1. Try a change of scenery.
I happened to move to another area recently. Obviously I’m not suggesting moving as a plausible tactic to avoid comparisons. But the change to my routine really gave me a big boost.
I was completely distracted by finding my way around, discovering my new neighborhood, caring for my new home, seeing new sights, and visiting new places. I was stimulated by the new experiences and too engaged in my own life to think about everyone else’s.
This can be done right where you live; seek out new things to do or see. Broaden your world.
2. Take even better care of yourself.
Exercise is well documented as a mood-booster, but it never used to work for me. I tried to go running but, rather than a rush of endorphins, I would feel a rush of tears, as I felt stupid and unhealthy.
But I was able to join a gym two months ago. My first workout was mortifying, but once I got used to the machines, I started to feel really proud of myself. I am doing something just for me. I am giving myself the gifts of health and hope.
3. Be honest with yourself and others.
I am really honest with my boyfriend about how I feel. He knows my triggers, and being synced into my problem means that he knows just how to help me feel better, whether it’s distracting me, taking me out of the situation, or planting a big kiss on my forehead and reassuring me.
I also talk about it very openly with my girlfriends, and it’s so helpful to hear them say “I feel like that too” or “You have absolutely no reason to feel you’re less than anybody.”
4. Keep practicing.
I work hard not to give into every opportunity to criticize myself.

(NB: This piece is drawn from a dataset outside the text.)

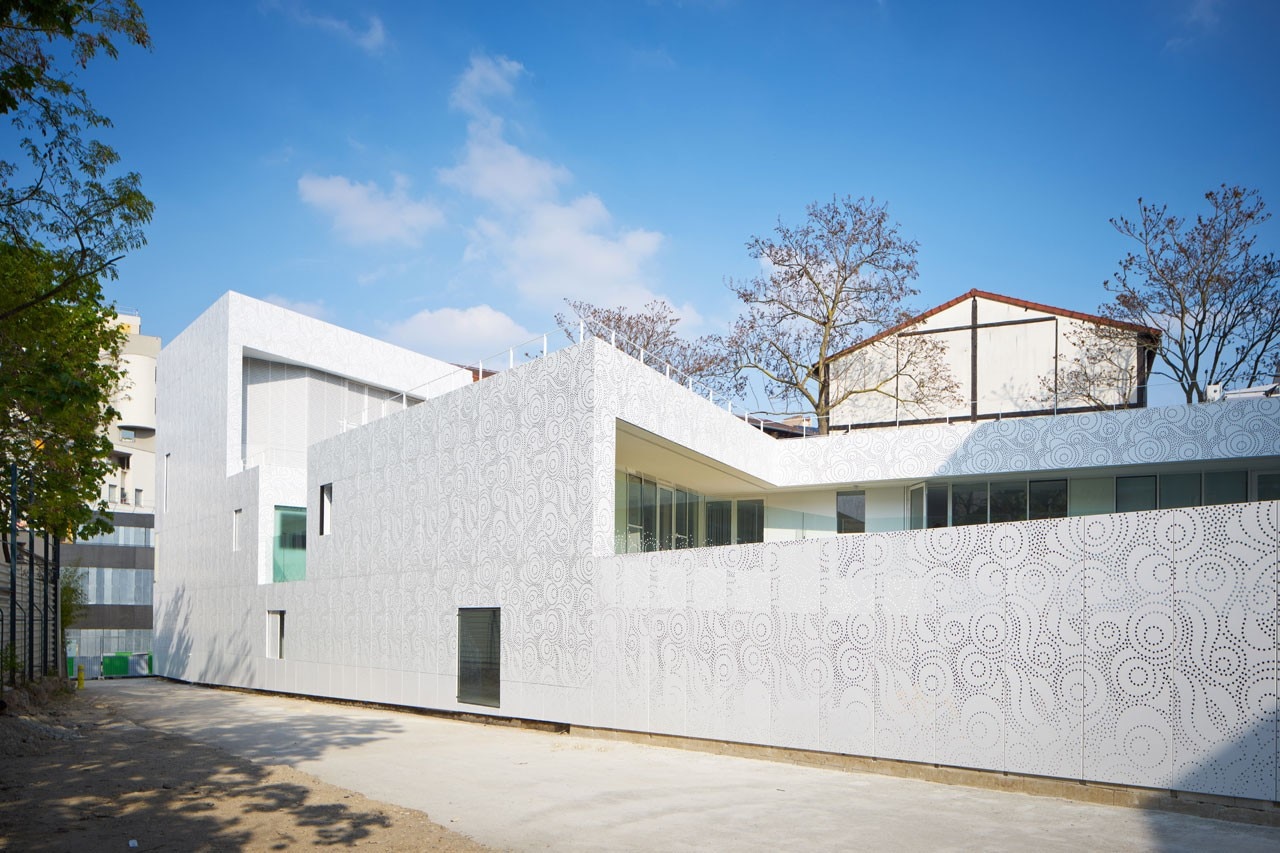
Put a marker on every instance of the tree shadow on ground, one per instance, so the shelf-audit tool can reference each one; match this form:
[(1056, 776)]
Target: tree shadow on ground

I try to breathe, give myself space before reacting, and see whether I can resolve it alone before asking for reassurance.

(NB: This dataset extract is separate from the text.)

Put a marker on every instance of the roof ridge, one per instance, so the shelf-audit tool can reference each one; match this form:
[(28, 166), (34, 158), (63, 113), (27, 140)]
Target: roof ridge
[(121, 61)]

I remind myself that my boyfriend loves me for me. I remind myself that I have my own strengths, my own beauty. There is nobody else like me. I deserve to stand alongside every one of those women whom I compare myself to.
Everything gets easier with practice, even resisting the urge to make comparisons.
5. Remember your strengths.
We all have them. I know I have a unique personality, a good sense of humor, a few different skills and talents. I know I have nice hair and nice eyes. I’m not the pitiful eyesore I believe myself to be when I’m feeling down on myself.
The more you become comfortable recognizing your strengths, the more armor you’ll have against negative thoughts.
We are all different and all beautiful. I believe this for other people, and so my goal is to believe it for myself as well.
If we work on our self-esteem and realize how lovely we are then other people won’t seem so threatening. Be kind, gentle, and nurturing to yourself and you’ll feel less of a need to make comparisons.